Always uttering angered words, always glaring, never offering physical affection or words of affirmation, never so much as praising Bumblebee for performing well. It was as if Bumblebee was expected to succeed. Not only that, but the few times Bumblebee acted out of sorts, Optimus would beat or otherwise hurt the poor youngling until he returned to himself. More than once Ratchet did his best to stand up to the Prime in Bumblebee's defense. But Ratchet did not see the coldness in Bee's optics that Jazz did. Bumblebee was most certainly more normal than his Sire and far less monstrous, but he was still Optimus's sparkling. He never cried at the abuse, he never even seemed upset about it. The youngling accepted it all with grace, and that seemed to be what caused Ratchet to break.

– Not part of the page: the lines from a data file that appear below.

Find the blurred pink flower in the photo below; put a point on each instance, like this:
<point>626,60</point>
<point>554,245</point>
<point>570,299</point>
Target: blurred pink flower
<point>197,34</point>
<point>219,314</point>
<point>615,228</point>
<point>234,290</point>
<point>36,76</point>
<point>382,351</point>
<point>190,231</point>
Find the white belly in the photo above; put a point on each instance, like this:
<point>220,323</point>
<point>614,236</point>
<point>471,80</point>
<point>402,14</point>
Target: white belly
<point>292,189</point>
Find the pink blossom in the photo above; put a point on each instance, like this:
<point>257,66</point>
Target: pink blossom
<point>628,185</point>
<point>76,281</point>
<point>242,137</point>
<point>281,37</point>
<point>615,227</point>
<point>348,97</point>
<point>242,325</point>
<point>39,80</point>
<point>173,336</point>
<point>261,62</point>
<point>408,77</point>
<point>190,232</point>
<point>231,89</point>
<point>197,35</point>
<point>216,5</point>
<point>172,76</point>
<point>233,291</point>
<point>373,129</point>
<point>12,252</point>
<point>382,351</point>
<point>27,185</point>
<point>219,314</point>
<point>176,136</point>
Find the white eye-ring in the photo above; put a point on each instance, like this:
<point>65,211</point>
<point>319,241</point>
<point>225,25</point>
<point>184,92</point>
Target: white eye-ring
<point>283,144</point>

The medic tolerated Optimus for his work, but seeing Bee hurt so often seemed to be a sore spot for Ratchet. Eventually, he tried to take Bee away. Jazz watched it all but did nothing to intervene. It was not his place, and he had long ago decided he enjoyed living. That belief was only confirmed when Optimus dropped out of the fragging celling as Ratchet tried to grab Bee and flee. Jazz did not stay to watch, but his horror only grew when Ratchet began to get sick mere cycles later.

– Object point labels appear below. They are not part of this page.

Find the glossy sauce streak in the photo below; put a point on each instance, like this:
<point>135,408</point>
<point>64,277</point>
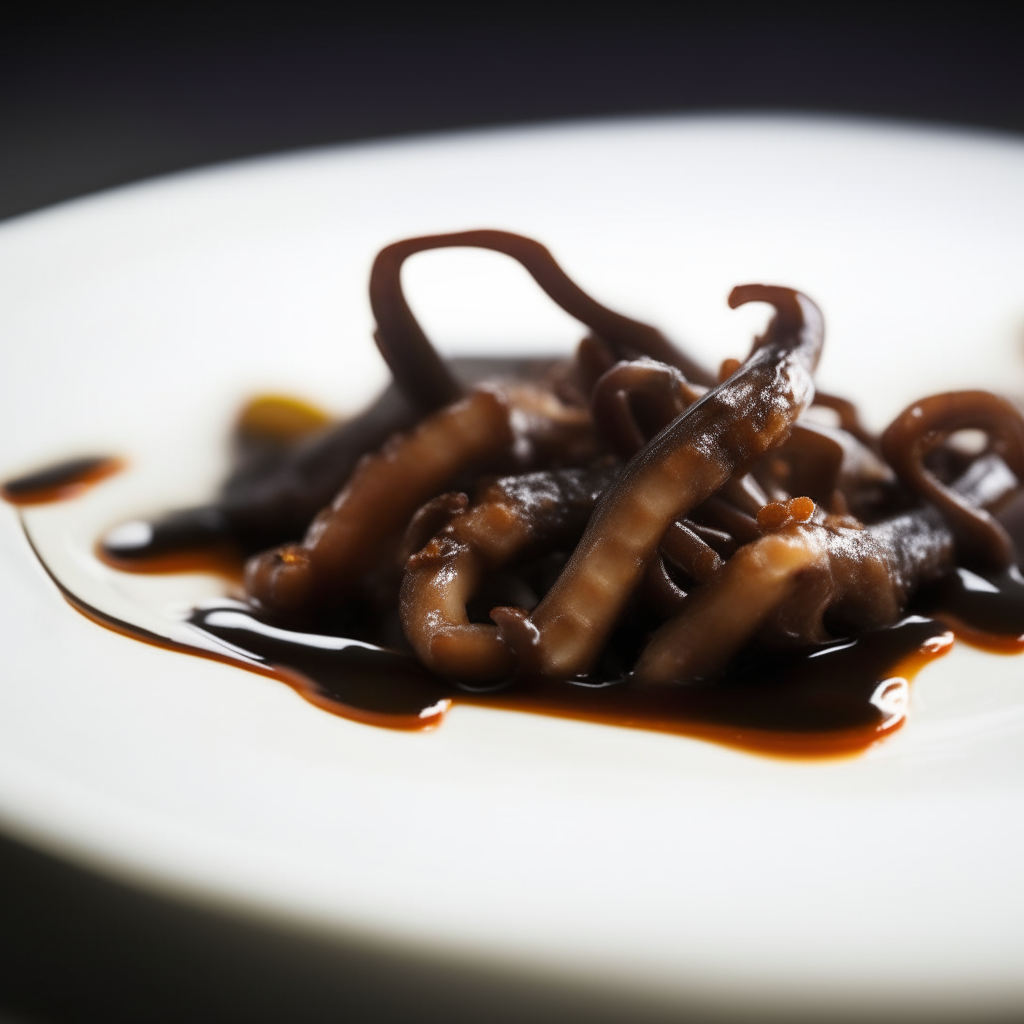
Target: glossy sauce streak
<point>826,700</point>
<point>60,481</point>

When they locked optics, they both knew. Green fluid, voices in the processing units... Whatever had been done to Orion was now being inflicted on Ratchet. The medic couldn't even end his own life, not with Optimus hovering around him at all times under the guise of 'caring for his oldest friend'. Even Bee did not seem concerned. If anything, Bumblebee looked happy with every passing cycle. Still, Jazz lingered, hoping beyond hope that Optimus wasn't as bad as he seemed to be. That somehow this was all just a bad situation that would come to an end... it had to... right?
It did not.
Six stellar cycles after it began, Ratchet vanished off the face of Cybertron while the sickness was at its worst. Jazz hunted him down, but he wished he hadn't. The thing that he saw barely looked like Ratchet as it fed on raw energon like an animal. Scattered plating and organs were strewn about, and Bee eagerly seemed to be bringing over more crystals for the thing to consume Standing beside it was the one and only Optimus Prime who observed with what could have been glee as the thing's mandibles crushed through crystalized energon shards. That was when Jazz knew.

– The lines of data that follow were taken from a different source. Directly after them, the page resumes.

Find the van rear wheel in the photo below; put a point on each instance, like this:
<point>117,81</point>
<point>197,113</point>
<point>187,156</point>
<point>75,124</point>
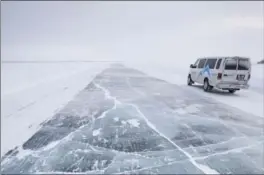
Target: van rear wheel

These were monsters. Optimus Prime was not the only one, and he had proven he could spread. It didn't matter what cause he fought for or how good a Prime he was. This was unnatural. And so Jazz did the only thing he could think of. He ran toward the one mech on the planet who knew what Optimus was and hated him enough to possibly put him down.
He ran to Megatron.
"MEGATRON! This is Jazz! Special operations agent for the Autobots! I need immediate evac!"
"Why would I ever help and Autobot?"
"It's Optimus! He's SPREADING!"
"Soundwave, get that mech on board the Nemesis, no matter the cost!"
If there was one mech who could save their kind from whatever Optimus was, it would be Megatron. Jazz had to believe that Megatron could.
Ratchet was already gone. How many more would follow?